Parole de certifiée : Émilie Descubes, viticultrice et bouilleuse de profession à Archiac
Cinquième génération sur l’exploitation familiale, Émilie Descubes perpétue la tradition viticole et distille avec la même exigence que ses prédécesseurs. Engagée dans une démarche environnementale depuis plusieurs années, elle a obtenu la Certification Environnementale Cognac (CEC) en 2025.
Pourquoi avoir choisi de passer de la HVE à la Certification Environnementale Cognac ?
Nous étions certifiés HVE depuis 2020, mais la CEC nous semblait plus cohérente avec notre activité. Elle correspond mieux à la réalité du Cognac et à nos pratiques.
En 2020, nous avions déjà beaucoup investi : des pulvérisateurs confinés, une plateforme de lavage, des pratiques de biocontrôle… Nous sommes aujourd’hui exclusivement CEC. Cela n’a pas demandé de grands changements, mais la certification nous a permis d’aller plus loin et de structurer nos démarches.
Quels ajustements avez-vous réalisés pour la CEC ?
Nous avons revu notre local destiné aux traitements, qui était devenu trop petit et peu pratique.
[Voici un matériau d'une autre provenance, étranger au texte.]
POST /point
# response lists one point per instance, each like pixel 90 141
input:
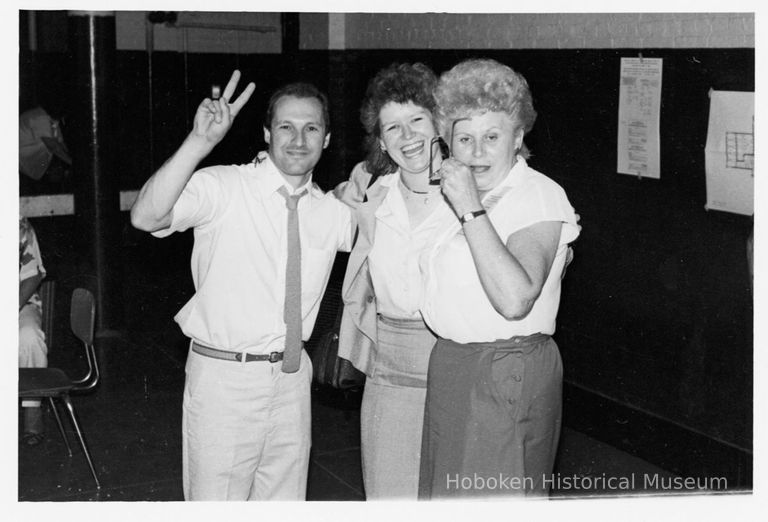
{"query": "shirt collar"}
pixel 270 179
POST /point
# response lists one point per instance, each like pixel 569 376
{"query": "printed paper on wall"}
pixel 730 152
pixel 639 112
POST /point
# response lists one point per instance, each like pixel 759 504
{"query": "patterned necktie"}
pixel 292 309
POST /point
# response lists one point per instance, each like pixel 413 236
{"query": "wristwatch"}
pixel 469 216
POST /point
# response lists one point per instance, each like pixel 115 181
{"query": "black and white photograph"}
pixel 396 257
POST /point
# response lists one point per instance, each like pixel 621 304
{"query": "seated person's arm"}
pixel 27 287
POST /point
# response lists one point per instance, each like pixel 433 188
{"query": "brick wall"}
pixel 529 31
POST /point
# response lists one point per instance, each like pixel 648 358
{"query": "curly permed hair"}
pixel 478 86
pixel 399 83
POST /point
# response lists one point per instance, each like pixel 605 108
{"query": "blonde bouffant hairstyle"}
pixel 478 86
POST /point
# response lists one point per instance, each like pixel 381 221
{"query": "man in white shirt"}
pixel 246 415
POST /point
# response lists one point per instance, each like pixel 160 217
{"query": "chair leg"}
pixel 71 409
pixel 61 426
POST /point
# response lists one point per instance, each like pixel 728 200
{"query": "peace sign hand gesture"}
pixel 214 118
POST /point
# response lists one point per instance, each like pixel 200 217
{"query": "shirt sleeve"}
pixel 30 260
pixel 199 204
pixel 347 227
pixel 543 200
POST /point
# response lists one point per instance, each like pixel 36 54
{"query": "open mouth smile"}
pixel 413 150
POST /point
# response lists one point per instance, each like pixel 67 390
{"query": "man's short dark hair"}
pixel 299 90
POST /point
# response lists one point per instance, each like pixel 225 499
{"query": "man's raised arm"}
pixel 153 207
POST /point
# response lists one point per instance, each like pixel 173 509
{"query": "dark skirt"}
pixel 492 418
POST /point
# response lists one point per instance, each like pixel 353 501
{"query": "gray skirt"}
pixel 392 412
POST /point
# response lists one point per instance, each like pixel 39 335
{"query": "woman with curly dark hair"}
pixel 382 331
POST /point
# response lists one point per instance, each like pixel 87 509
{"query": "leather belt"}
pixel 235 356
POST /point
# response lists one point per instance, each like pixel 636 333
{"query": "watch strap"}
pixel 469 216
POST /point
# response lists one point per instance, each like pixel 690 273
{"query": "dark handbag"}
pixel 328 368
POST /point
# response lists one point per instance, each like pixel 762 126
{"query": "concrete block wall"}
pixel 527 30
pixel 229 32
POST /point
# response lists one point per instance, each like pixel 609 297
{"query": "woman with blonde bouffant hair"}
pixel 491 294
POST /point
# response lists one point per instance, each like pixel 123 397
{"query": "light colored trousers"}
pixel 33 353
pixel 392 411
pixel 245 430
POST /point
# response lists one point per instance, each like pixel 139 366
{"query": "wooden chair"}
pixel 54 384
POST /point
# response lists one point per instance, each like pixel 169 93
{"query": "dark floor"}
pixel 132 425
pixel 132 420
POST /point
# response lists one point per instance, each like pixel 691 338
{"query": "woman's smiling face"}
pixel 406 131
pixel 488 144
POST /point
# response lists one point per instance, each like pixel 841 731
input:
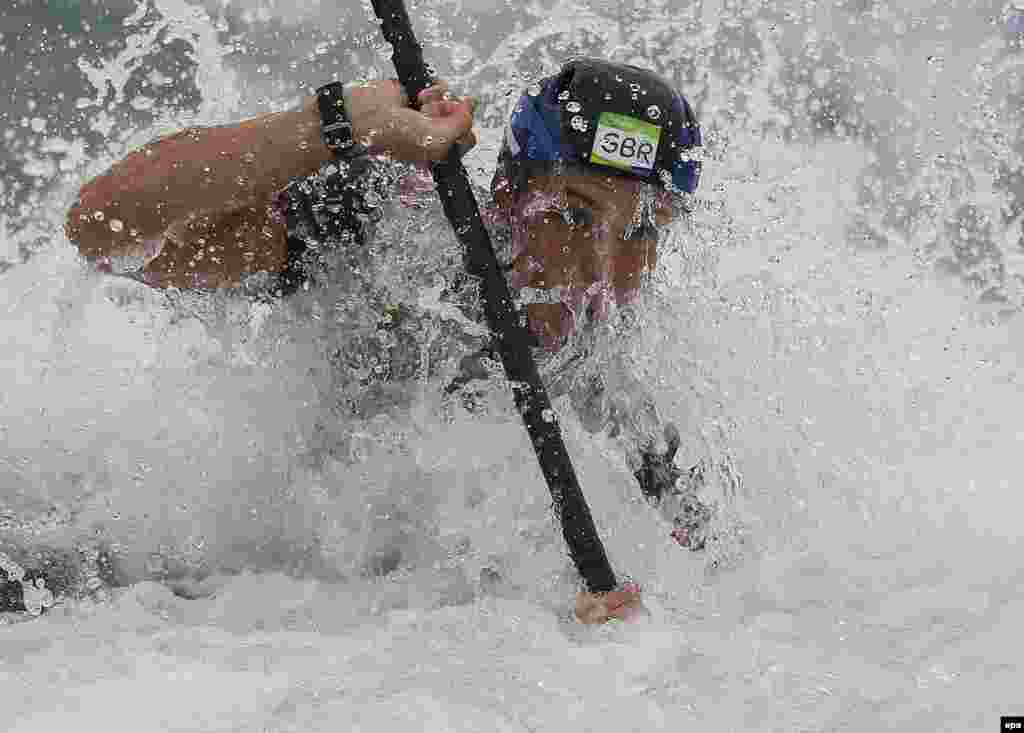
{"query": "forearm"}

Nous utilisons également plusieurs produits de biocontrôle, au moins trois par campagne.
Mais globalement, nous étions déjà sur la bonne voie. La HVE avait représenté un grand pas à l’époque, surtout sur la partie administrative. Mon père avait beaucoup anticipé ces sujets : il a toujours voulu améliorer les conditions de travail des salariés, rendre leur quotidien plus confortable et plus sûr.
Justement, vos salariés semblent très impliqués dans cette démarche environnementale ?
Oui, et c’est une vraie force. Ils sont très investis et sensibles à ces questions. Par exemple, ce sont eux qui nous ont poussés à planter davantage de haies.
Nous en avions déjà suffisamment pour la certification, mais nous participons à un programme lancé par notre maison partenaire pour en développer davantage. C’est une conviction partagée dans l’équipe, pas une obligation.
Vous parlez de transmission. C’est un moteur pour vous ?
Tout à fait. J’aimerais laisser aux générations futures un sol sain et vivant. Ce que nous faisons aujourd’hui doit profiter à d’autres, pas seulement à nous.
Je travaille avec cette idée en tête : préserver ce qu’on m’a transmis et laisser quelque chose de durable. Ce n’est pas toujours dans les priorités du quotidien, mais c’est fondamental.
Vous expérimentez aussi sur les sols. Quelles pistes explorez-vous ?
J’ai testé les engrais verts, mais je n’ai pas encore trouvé le bon équilibre. Je veux approfondir.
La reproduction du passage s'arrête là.